PHILIPSBURG (DCOMM):---  This week marks Caribbean Mosquito Awareness Week from May 13-17. The theme for the week is Small Bite, Big Threat! “Stop Disease Transmission, Start Source Reduction.”
At the 17th Special Session of the Caribbean Community (CARICOM) Heads of Government on public health threats held in November 2014, the Heads approved a proposal for the establishment of an annual Caribbean Mosquito Awareness Week.
The Caribbean Public Health Agency (CARPHA) says the burden of vector-borne diseases in the Caribbean remains a significant challenge. Caribbean Mosquito Awareness Week (CAMAW) is vital to addressing this issue by ensuring that you, the public, are informed and empowered to make a difference.

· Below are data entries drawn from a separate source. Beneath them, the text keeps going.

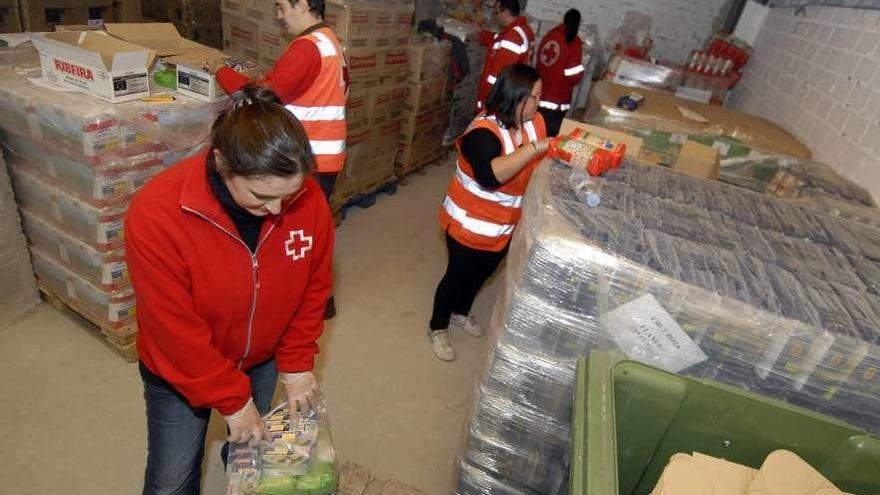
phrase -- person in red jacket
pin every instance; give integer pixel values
(496, 157)
(513, 45)
(561, 67)
(311, 79)
(230, 256)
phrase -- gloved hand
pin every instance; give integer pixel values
(246, 424)
(301, 389)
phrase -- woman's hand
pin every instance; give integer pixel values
(246, 424)
(542, 144)
(301, 389)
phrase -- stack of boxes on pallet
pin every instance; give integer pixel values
(376, 38)
(464, 93)
(196, 20)
(18, 293)
(426, 110)
(75, 164)
(10, 21)
(44, 15)
(251, 31)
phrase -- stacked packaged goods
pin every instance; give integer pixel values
(19, 291)
(75, 164)
(376, 38)
(426, 109)
(693, 276)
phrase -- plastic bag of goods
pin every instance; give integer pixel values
(298, 460)
(590, 152)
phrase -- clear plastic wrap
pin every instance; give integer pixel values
(101, 228)
(109, 309)
(766, 306)
(105, 269)
(298, 460)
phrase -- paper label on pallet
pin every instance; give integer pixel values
(114, 273)
(110, 232)
(647, 333)
(121, 311)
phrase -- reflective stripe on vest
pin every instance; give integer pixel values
(475, 225)
(474, 188)
(553, 106)
(571, 71)
(321, 109)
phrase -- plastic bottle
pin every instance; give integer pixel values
(585, 188)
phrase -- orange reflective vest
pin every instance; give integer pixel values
(482, 218)
(321, 109)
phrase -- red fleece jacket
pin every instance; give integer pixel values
(207, 309)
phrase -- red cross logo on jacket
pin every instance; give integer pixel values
(298, 245)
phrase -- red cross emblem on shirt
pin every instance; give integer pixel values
(550, 53)
(298, 245)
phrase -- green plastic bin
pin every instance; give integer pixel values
(629, 419)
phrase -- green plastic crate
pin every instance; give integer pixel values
(629, 419)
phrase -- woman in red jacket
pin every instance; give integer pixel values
(561, 67)
(230, 257)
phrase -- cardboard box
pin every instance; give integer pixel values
(356, 112)
(241, 31)
(262, 12)
(94, 63)
(362, 60)
(413, 124)
(273, 44)
(10, 21)
(352, 22)
(384, 104)
(232, 7)
(428, 60)
(666, 112)
(426, 95)
(188, 56)
(392, 59)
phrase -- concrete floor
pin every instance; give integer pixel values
(72, 419)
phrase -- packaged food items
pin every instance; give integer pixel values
(299, 459)
(593, 153)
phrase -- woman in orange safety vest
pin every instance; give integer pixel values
(496, 157)
(310, 78)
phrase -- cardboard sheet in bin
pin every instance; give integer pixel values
(94, 63)
(630, 419)
(669, 113)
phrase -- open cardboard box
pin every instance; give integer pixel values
(693, 159)
(669, 113)
(187, 56)
(96, 64)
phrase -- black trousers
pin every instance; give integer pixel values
(466, 272)
(327, 183)
(553, 119)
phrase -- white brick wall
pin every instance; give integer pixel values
(816, 71)
(678, 26)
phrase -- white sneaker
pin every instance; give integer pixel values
(468, 324)
(440, 345)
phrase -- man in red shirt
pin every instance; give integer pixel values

CARPHA says that in the past year, communities have faced daunting challenges with dengue outbreaks in several member states. 2,307 suspected and 927 laboratory-confirmed cases were reported to CARPHA from 15 of its Member States.
Additionally, in 2024, there have been cases of Zika, Chikungunya, and malaria, among others. There is a great risk of hospitalizations and tragic loss of lives with Zika and malaria.
CARPHA adds that the theme, "Small bite, big threat," alongside this year’s slogan, ‘Stop disease transmission, start source reduction,’ serves as a powerful reminder of the critical need for proactive measures against these arboviral vectors. By destroying mosquito breeding sites, we prevent them from multiplying and potentially limit the spread of these terrible diseases.
The objective of such a week is to strengthen existing initiatives and mobilize the public to eliminate mosquito breeding sites from public and private places.
The Collective Prevention Services (CPS) has registered 216 confirmed dengue cases from 2023 to the present and is committed to keeping the public informed and making frequent ‘calls to action’ to the community to take action and eliminate mosquito breeding sites.
CPS supports the CARPHA campaign this week and appeals to the community to always be on alert to act right after a rainfall event to prevent mosquitoes from breeding.
Mosquitoes can breed in as little as a half-inch of water. This is not a lot of water, and plant saucers are one of those unassuming places that can gather a small amount and still be a huge breeding site for your backyard mosquito.
Source reduction is the key to decreasing the mosquito population. Due to the tropical nature of our climate, breeding habitats are in abundance, and many of them are, unfortunately, man-made.
For issues surrounding mosquito breeding sites, contact CPS’ vector control team by calling 542-1222/1570 or 914. Ask to be connected to the vector control team.
You can also email This email address is being protected from spambots. You need JavaScript enabled to view it. with supporting pictures and contact information to report a mosquito nuisance or request assistance.
Eradicating mosquito breeding sites should become a habitual lifestyle for each citizen. Let us minimize the mosquito population at its source!